Dosyamızın diğer yazıları ise hem bu verileri tamamlayıcı, hem de kısmen de olsa açıklayıcı nitelikte. Bu çerçevedeki ilk katkıyı, Perrin Öğün Emre’nin kır kadınları üzerine gerçekleştirilmiş geniş kapsamlı bir araştırmanın odak grup görüşmelerinin sonuçlarını özetlediği yazı yapıyor. Araştırma toplumsal cinsiyet eşitliği meselesine, hızla çözülen tarım ekonomisi ve geleneksel aile ilişkilerinin, kadınlar ve erkeklerden oluşan katılımcılar tarafından nasıl yorumlandığı üzerine odaklanıyor. Tarımın modernizasyonu ile birlikte hane içi üretimle ekonomik değer yaratan kadın emeğinin, tıpkı ev işleriyle yarattığı değer gibi görünmezliğinin altını çiziyor. Ancak diğer yandan bunun erkek katılımcılarda memnuniyetsizlik yaratacak şekilde geleneksel aile ilişkilerini çözerken, Deniz Kandiyoti’nin ifadesi ile kadının ataerki ile pazarlık gücünü artırmasına yol açtığı, ancak yine de mevcut toplumsal cinsiyet rollerinin kadınlar tarafından da içselleştirilmiş olması nedeniyle bunun onları erkek karşısında her zaman güçlendirici bir etki yaratmadığını ortaya koyuyor. Böylelikle, tam zamanlı sigortalı bir işte çalışıyor olmanın ve kamusal alana çıkmanın toplumsal cinsiyet eşitliğinin sağlanması açısından önemini hatırlatmış oluyor. Emre’ye göre, kır kadınlarının örgütlenme kültürünün gelişmesi, kendi sorunlarının çözümünde aktif rol oynayabilmelerinin sağlanması önemli ve bu konuda devlet başta olmak üzere bütün paydaşlara önemli roller düşüyor.

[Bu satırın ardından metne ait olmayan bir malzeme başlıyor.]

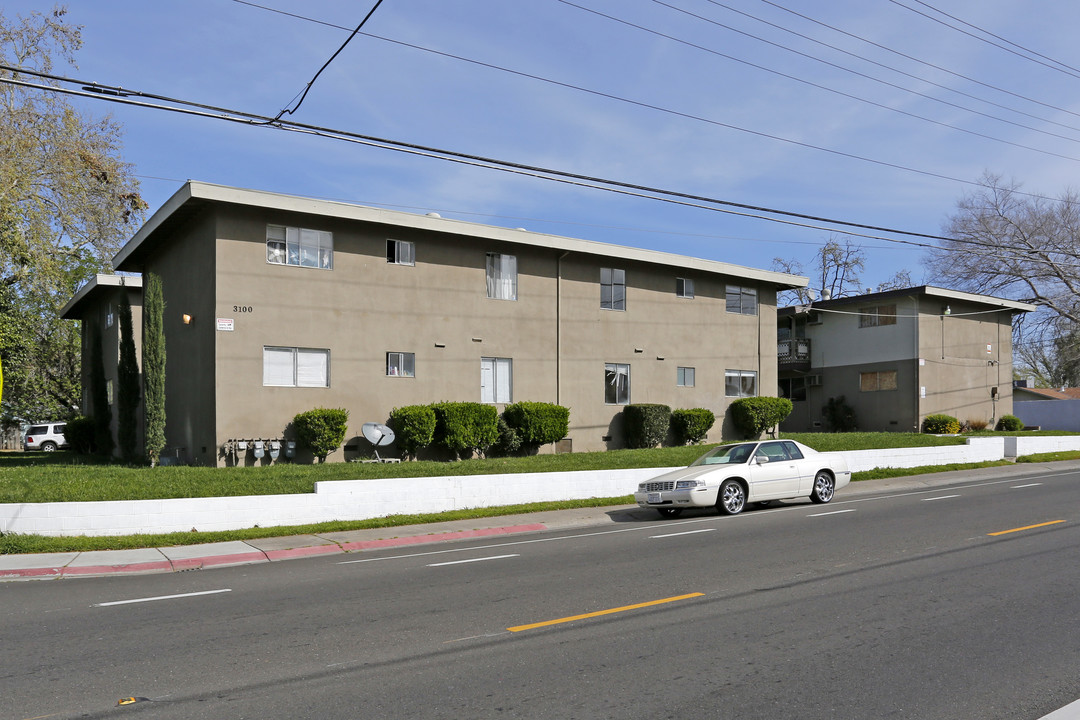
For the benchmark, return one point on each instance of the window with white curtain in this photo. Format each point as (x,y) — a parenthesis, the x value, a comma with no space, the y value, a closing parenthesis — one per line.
(740,383)
(401,365)
(617,383)
(296,367)
(299,246)
(501,276)
(496,380)
(612,288)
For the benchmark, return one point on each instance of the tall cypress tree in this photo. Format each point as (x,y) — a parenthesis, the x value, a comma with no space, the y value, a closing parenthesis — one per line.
(99,398)
(127,391)
(153,367)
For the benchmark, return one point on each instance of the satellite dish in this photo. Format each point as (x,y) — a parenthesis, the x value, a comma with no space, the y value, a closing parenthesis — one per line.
(377,434)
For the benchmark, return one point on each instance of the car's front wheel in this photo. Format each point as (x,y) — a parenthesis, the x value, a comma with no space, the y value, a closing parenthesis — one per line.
(731,499)
(824,487)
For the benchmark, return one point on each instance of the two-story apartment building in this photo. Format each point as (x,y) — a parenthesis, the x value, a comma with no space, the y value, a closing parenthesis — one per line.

Buna karşılık Ebru Nihan Celkan’ın yazısı, kentlerde toplumsal cinsiyet politikalarının hayata geçirilmesi açısından önemli paydaşlardan birisi olan üniversiteler de dahil olmak üzere kurumların yapmaları gerekenleri konu ediniyor ve bunu kendisinin söz konusu politikalara dair içerik üreticisi, danışman, eğitmen olarak yaptığı çalışmalar çerçevesinde sunuyor. Celkan öncelikle ölçülebilir olan kriterler üzerinden kurumların “toplumsal cinsiyet açısından nerede bulundukları” sorusunu kendilerine sormak durumunda olduklarını söylüyor ve bu kriterler etrafında ilerlenirken söz konusu sorunun sürecin her aşamasında cevaplanmasının önemini hatırlatıyor. Diğer yandan, toplumsal cinsiyet eşitliği konusunun sadece kamusal alanın kurumlarına yönelik ya da onlar tarafından geliştirilen politikalarla hep gündemde tutulmasının yeterli olmadığını, özel alanda toplumsal cinsiyet eşitliği konusunda farkındalık ve değişiklik yaratılabilmesi için yeni yöntemler geliştirilmesi gerektiğini, bu arada ortak bir dil geliştirilmesinin önemli olduğunu belirtiyor. Bu açıdan en önemli bilinçlendirme kaynaklarından birisinin medya olduğuna dikkat çekiyor.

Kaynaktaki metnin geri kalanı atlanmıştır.